Un llamado a la caridad y a la oración, compartiendo de y desde nuestra pobreza

Los saludo, con la seguridad de que Nuestra Señora de Ocotlán nos acompaña en estos
momentos adversos.
Los desastres naturales posiblemente han generado en algunos de nuestros fieles y
demás ciudadanos sentimientos de angustia, confusión y desesperanza, poniendo a
prueba incluso su misma fe.
Quiero dar una palabra de aliento y motivación desde Jesús y su evangelio. No
olvidemos que toda crisis puede ser fuente de crecimiento. Deseo que todos puedan
experimentar la cercanía afectiva y efectiva de la Iglesia, que no es ajena a los
sufrimientos de sus hijos, antes bien, sufre con ellos y quiere poner a su disposición todos
los medios para suscitar una renovada esperanza.

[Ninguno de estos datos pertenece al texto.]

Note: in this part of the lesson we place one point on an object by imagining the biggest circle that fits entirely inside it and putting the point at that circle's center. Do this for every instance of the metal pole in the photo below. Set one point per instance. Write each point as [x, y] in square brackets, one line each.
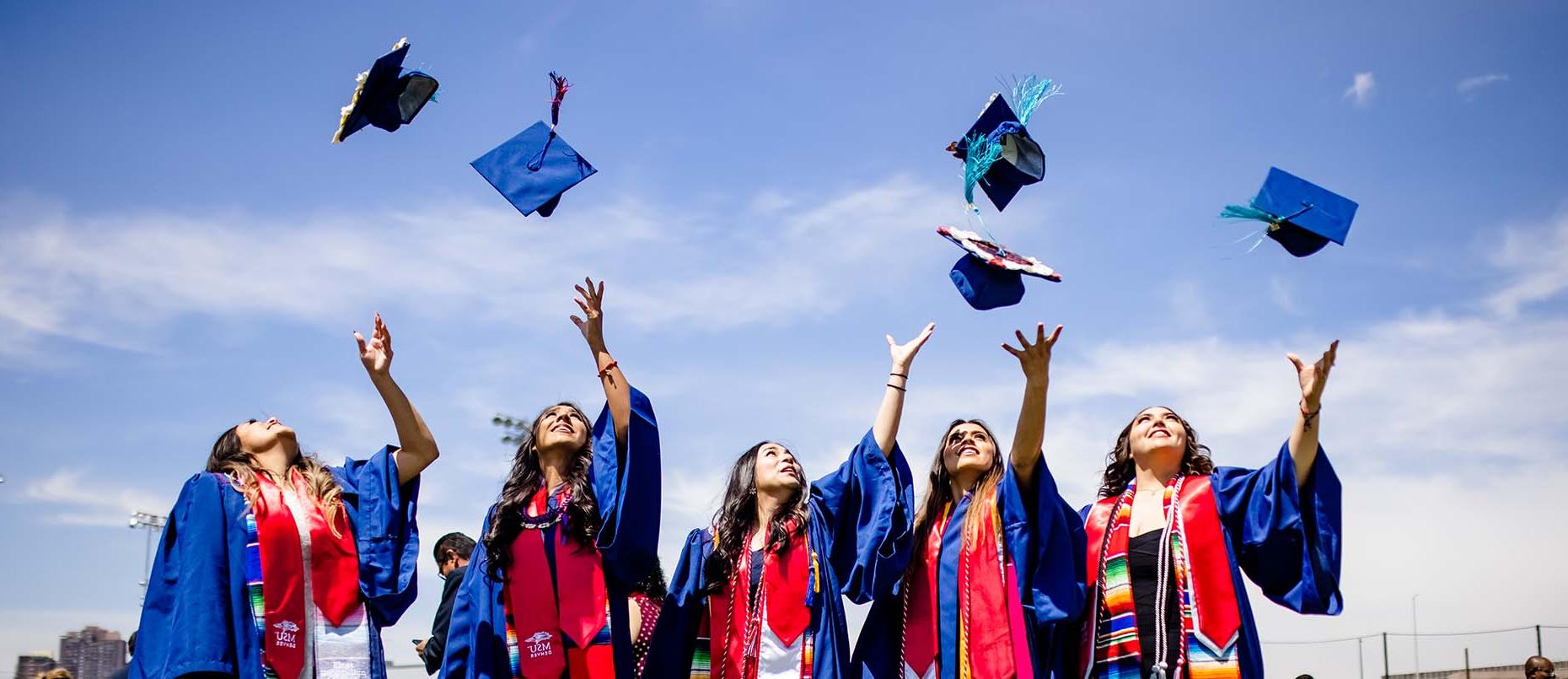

Es hora de una actitud proactiva y no autoreferencial; que los lamentables sucesos de
estos días nos impulsen a dar un paso adelante y ampliar nuestra mirada hacia quienes
claman por gestos concretos de solidaridad cristiana.

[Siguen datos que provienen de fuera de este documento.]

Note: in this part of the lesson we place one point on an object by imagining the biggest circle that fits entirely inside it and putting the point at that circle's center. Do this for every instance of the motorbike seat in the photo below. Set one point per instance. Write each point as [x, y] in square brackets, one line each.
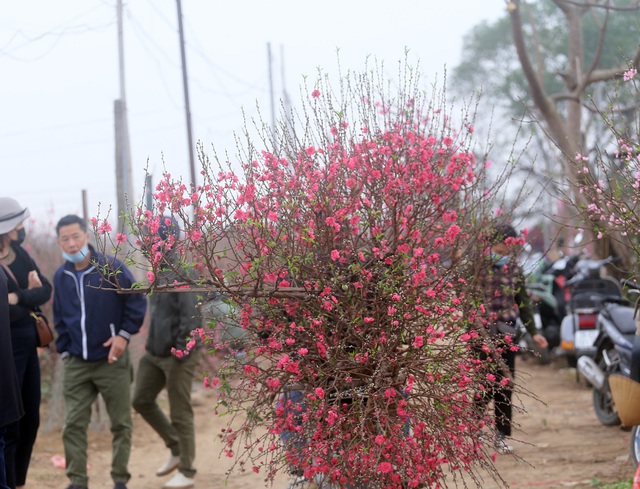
[622, 317]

Hermanos de Tlaxcala, recordemos la exhortación del apóstol Pablo: “¿Quién nos
separará del amor de Cristo? ¿la tribulación, o la angustia…? Estoy seguro de que ni la
muerte, ni la vida, ni lo presente, ni lo que está por venir, ni ninguna otra cosa nos podrá
separar del amor de Dios” (Rom 8, 35.38-39). Con la seguridad de que estamos en las
manos de Dios, hago un llamado a toda la Diócesis a fin de que nuestra fe se manifieste
en caridad, compartiendo los dones que nuestro Padre Dios nos ha concedido. Seamos
solidarios con nuestros hermanos que sufren.

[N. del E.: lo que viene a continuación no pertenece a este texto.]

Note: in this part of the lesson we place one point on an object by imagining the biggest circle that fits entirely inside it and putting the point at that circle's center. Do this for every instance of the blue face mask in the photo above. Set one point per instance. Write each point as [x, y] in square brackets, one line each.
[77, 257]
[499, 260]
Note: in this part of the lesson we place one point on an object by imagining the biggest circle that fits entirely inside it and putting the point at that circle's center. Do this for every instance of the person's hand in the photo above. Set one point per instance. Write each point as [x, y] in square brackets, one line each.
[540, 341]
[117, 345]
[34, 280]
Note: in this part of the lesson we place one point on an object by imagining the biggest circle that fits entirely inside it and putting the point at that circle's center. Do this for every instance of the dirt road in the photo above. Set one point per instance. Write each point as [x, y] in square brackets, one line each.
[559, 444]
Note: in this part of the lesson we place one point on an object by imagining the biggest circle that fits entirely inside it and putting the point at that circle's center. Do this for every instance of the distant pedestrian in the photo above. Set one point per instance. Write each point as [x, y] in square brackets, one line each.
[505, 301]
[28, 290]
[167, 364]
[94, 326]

En Tlaxcala tuvimos daños materiales, pero no pérdidas humanas; ésta es una gracia
que recibimos, pero al mismo tiempo es una llamada a la caridad. Demos gracias a Dios
por este don que nos concedió, compartiendo de y desde nuestra pobreza. Ayudemos a
nuestros hermanos necesitados.
Para lograr esto, cada parroquia se convertirá en un Centro de acopio de víveres y
artículos de primera necesidad, apoyado por los grupos parroquiales y personas de buena
voluntad. El centro de acopio diocesano está a espaldas de la Basílica de Nuestra Señora
de Ocotlán, calle Morelos n. 1.
También invito a cada parroquia a promover momentos de oración en sus comunidades
por el eterno descanso de los que han fallecido, por las familias que han perdido seres
queridos, por los que se han quedado sin casa, por los que han experimentado dolor y
sufren soledad en su espíritu, etc. La oración es siempre silenciosa, pero Dios la escucha.
Por solidaridad con las familias que sufren, a fin de unirnos a su dolor, y también por
seguridad, sabiendo que puede haber réplicas del sismo, este año haremos la Fiesta
Diocesana de los Niños Mártires en el mes de noviembre, cuando demos gracias por su
canonización.
Por otra parte, he pedido a los párrocos que estén atentos al estado de sus templos,
casas parroquiales y anexos, y que estén en estrecha colaboración con las autoridades
civiles. Los templos se mantendrán cerrados hasta que se nos dé luz verde para abrirlos;
algunos están seriamente dañados. Pido la comprensión y prudencia de todos.
Agradezco a las autoridades civiles el apoyo que han prestado a toda la población y por
el trabajo de coordinación que hemos tenido.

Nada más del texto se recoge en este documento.